The Great Fire of London didn’t herald the end of the plague. It was an enormous vampire execution that got out of hand and burned down a lot of London. It also heralded the official end of The Vampire Revolution and the beginning of the Terms of Agreement between Immortal and Mortal.

“Yes,” I answered Lucien’s question.

He pulled me closer and his voice dipped lower. “Before The Revolution, it wasn’t unusual for vampires to take mortal mates.”

This was shocking news as another thing I’d caught in the moments I paid attention in class was that vampires mated, as in pledged their troth, with vampires, period, dot, the end. Not mortals. Never.

“Really?” I asked.

“Yes.”

“How did that work, considering vampires are immortal? I mean, it would stink to be forever young and your partner…” I trailed off and my eyes grew wide.

He noticed my dawning comprehension and pulled me even closer. “That’s right, Leah. Back then it wasn’t unusual for vampires to keep their mortal mates alive for centuries. The healing is strong and, if constant, meant a vastly elongated life for the mortal, even going so far as making a mortal immortal should it have continued indefinitely. If feeding ceased, it would take years before the properties were fully expunged from the mortal’s system, they wouldn’t age for some time. Once they did, their normal aging process would begin again as usual.”

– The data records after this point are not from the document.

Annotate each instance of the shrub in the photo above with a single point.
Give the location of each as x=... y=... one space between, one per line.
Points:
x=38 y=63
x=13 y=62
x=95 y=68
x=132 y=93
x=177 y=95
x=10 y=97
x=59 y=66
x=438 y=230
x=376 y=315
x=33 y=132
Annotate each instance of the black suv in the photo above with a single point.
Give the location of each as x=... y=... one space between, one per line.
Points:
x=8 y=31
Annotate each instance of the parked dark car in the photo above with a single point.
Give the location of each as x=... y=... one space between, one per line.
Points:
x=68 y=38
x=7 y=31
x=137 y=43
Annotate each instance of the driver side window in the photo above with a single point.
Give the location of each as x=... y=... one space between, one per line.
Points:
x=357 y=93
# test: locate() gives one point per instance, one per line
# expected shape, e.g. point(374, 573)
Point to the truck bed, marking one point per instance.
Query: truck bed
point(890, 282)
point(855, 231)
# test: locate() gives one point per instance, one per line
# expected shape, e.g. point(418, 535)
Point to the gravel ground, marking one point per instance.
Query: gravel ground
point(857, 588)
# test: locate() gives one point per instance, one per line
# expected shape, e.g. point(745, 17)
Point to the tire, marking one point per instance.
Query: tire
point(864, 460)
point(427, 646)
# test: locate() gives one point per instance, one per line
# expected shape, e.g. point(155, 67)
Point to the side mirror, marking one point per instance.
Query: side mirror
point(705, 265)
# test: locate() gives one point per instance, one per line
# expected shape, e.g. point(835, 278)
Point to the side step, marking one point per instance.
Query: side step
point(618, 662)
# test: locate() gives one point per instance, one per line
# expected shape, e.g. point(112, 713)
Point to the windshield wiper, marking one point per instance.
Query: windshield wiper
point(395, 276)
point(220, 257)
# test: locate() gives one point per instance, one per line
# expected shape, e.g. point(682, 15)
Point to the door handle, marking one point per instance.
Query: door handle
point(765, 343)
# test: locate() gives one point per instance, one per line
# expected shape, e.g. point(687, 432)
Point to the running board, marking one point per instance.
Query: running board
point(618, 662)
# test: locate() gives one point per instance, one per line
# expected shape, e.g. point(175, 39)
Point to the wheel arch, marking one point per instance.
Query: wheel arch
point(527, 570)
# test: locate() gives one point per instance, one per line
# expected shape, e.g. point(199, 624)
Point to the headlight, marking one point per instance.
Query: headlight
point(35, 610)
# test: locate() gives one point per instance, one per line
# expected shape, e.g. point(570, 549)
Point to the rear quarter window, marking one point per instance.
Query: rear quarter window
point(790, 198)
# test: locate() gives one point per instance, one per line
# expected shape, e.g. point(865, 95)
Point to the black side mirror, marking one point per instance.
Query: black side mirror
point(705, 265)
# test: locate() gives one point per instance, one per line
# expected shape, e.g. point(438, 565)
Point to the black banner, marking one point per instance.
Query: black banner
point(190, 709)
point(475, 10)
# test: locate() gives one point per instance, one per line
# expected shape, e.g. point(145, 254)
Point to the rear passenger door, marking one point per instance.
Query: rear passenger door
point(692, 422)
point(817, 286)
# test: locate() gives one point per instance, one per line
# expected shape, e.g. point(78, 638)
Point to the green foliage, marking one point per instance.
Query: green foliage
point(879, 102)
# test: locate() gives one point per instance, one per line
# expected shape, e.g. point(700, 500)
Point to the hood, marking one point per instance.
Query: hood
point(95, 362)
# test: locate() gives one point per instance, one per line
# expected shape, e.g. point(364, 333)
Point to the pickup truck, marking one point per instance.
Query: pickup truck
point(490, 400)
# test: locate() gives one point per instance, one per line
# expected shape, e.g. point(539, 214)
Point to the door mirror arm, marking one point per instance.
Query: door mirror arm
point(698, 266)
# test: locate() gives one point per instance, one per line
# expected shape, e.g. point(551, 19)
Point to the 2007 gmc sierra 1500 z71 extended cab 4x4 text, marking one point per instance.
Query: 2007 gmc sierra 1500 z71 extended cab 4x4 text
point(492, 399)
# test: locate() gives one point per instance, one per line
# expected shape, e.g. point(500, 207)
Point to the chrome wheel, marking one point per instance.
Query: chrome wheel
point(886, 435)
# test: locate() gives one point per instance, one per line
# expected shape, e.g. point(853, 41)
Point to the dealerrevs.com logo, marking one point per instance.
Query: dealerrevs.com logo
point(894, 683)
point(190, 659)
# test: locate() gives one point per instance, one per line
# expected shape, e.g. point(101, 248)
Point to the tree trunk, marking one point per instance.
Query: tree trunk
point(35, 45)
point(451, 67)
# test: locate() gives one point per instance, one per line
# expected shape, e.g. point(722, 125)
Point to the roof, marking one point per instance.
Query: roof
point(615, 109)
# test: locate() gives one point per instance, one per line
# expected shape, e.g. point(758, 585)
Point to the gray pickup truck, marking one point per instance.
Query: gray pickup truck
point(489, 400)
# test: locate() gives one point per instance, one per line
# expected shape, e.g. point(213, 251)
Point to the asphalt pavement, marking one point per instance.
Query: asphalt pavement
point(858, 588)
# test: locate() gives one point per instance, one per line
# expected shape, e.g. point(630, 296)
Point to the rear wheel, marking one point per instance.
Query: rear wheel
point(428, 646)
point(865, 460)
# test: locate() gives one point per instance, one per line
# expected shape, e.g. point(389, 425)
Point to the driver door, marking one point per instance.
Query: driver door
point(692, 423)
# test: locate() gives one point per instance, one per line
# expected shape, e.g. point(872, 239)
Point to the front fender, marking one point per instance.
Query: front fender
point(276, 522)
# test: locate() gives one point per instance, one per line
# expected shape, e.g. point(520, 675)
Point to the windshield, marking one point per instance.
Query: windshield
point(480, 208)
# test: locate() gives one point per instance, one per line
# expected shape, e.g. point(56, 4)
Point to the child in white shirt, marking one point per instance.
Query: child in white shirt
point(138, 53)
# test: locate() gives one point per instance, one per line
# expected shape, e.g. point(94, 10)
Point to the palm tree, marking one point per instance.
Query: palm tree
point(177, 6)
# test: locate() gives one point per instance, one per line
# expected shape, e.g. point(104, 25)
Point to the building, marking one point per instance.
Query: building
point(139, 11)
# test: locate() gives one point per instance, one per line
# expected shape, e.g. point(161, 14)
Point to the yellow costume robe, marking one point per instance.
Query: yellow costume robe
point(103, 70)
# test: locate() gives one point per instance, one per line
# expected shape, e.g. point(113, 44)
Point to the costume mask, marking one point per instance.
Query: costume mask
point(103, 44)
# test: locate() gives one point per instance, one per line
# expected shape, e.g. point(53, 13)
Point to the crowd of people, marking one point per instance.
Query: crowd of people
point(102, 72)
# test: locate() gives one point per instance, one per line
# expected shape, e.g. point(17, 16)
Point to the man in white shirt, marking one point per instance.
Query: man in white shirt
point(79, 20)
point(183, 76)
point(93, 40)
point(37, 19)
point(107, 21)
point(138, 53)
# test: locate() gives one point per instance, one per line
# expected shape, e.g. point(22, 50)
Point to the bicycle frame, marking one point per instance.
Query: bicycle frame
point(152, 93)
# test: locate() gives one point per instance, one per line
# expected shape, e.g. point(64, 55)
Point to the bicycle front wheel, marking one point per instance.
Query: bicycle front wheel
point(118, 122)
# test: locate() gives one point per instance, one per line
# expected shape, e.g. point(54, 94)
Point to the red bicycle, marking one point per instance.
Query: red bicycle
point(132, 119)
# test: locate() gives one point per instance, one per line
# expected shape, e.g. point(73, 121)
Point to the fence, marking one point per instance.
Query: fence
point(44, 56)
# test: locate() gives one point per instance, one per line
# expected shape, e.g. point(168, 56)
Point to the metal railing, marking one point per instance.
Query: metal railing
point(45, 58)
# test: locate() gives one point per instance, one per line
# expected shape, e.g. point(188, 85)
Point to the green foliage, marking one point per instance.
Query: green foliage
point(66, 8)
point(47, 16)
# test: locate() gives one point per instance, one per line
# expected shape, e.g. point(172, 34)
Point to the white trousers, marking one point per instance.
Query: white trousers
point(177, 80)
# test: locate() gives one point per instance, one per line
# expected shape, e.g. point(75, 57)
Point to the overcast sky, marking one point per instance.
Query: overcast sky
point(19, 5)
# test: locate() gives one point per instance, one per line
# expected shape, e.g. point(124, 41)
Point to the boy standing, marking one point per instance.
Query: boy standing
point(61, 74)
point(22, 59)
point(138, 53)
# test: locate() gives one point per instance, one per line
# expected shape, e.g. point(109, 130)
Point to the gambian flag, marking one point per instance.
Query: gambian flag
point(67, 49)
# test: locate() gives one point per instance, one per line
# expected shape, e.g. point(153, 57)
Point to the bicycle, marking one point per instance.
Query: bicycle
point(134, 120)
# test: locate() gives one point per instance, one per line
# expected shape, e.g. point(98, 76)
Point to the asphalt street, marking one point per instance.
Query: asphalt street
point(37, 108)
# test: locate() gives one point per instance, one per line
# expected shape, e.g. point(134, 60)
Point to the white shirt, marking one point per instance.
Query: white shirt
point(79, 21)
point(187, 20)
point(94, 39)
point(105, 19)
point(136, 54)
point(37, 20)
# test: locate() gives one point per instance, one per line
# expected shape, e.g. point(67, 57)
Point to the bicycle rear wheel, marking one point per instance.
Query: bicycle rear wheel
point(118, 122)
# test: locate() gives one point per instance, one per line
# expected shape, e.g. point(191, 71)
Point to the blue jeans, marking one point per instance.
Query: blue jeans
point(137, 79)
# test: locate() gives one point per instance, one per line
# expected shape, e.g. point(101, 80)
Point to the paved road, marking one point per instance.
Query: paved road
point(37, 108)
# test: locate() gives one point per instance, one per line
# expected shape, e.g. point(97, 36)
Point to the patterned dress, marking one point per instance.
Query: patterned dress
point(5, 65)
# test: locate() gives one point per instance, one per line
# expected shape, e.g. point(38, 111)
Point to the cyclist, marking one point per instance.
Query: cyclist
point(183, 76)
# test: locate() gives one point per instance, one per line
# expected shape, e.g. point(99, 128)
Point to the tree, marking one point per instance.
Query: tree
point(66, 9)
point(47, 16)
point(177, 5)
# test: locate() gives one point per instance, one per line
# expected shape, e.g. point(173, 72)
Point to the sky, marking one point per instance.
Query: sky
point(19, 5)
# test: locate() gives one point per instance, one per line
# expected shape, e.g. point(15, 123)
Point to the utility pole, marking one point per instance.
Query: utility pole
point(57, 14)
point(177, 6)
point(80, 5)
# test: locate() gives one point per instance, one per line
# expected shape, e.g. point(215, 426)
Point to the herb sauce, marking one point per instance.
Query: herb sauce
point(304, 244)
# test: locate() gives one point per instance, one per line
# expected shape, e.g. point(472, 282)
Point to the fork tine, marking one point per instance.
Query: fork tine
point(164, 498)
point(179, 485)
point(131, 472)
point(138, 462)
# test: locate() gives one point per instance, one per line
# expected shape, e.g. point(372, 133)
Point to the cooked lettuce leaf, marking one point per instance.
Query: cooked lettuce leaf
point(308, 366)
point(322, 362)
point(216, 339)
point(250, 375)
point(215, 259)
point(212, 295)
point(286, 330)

“Oh my God,” I whispered, overwhelmed by this stunning news.

Lucien ignored my reaction and kept with his lesson. “After The Revolution, The Immortal and Mortal Agreement prohibited inter-cultural unions. All vampires who had them where ordered to release their mortal mates.”

I stared at him in renewed, now horrified, astonishment.

I couldn’t believe it. I couldn’t imagine being with someone, maybe for centuries, and all of a sudden being forced to part.

Something about this made tears sting my eyes. “That’s terrible.”

“It was,” he murmured, his tone stating eloquently that he agreed. “It also didn’t go over very well. All of them refused. Thus began The Hunt, which is an ugly piece of our history they don’t teach you in class.”

I didn’t think I wanted to know.

Lucien told me anyway. “All vampires and their mortal mates were hunted. Every last one. When caught, they were tortured until they denounced the relationship. If they didn’t, which was most often the case, they were executed.”

I couldn’t process this. It was too hideous.

“Both of them?” I breathed.

He shook his head but answered, “Sometimes, yes. Sometimes it was just the vampire, other times, it was the mortal.”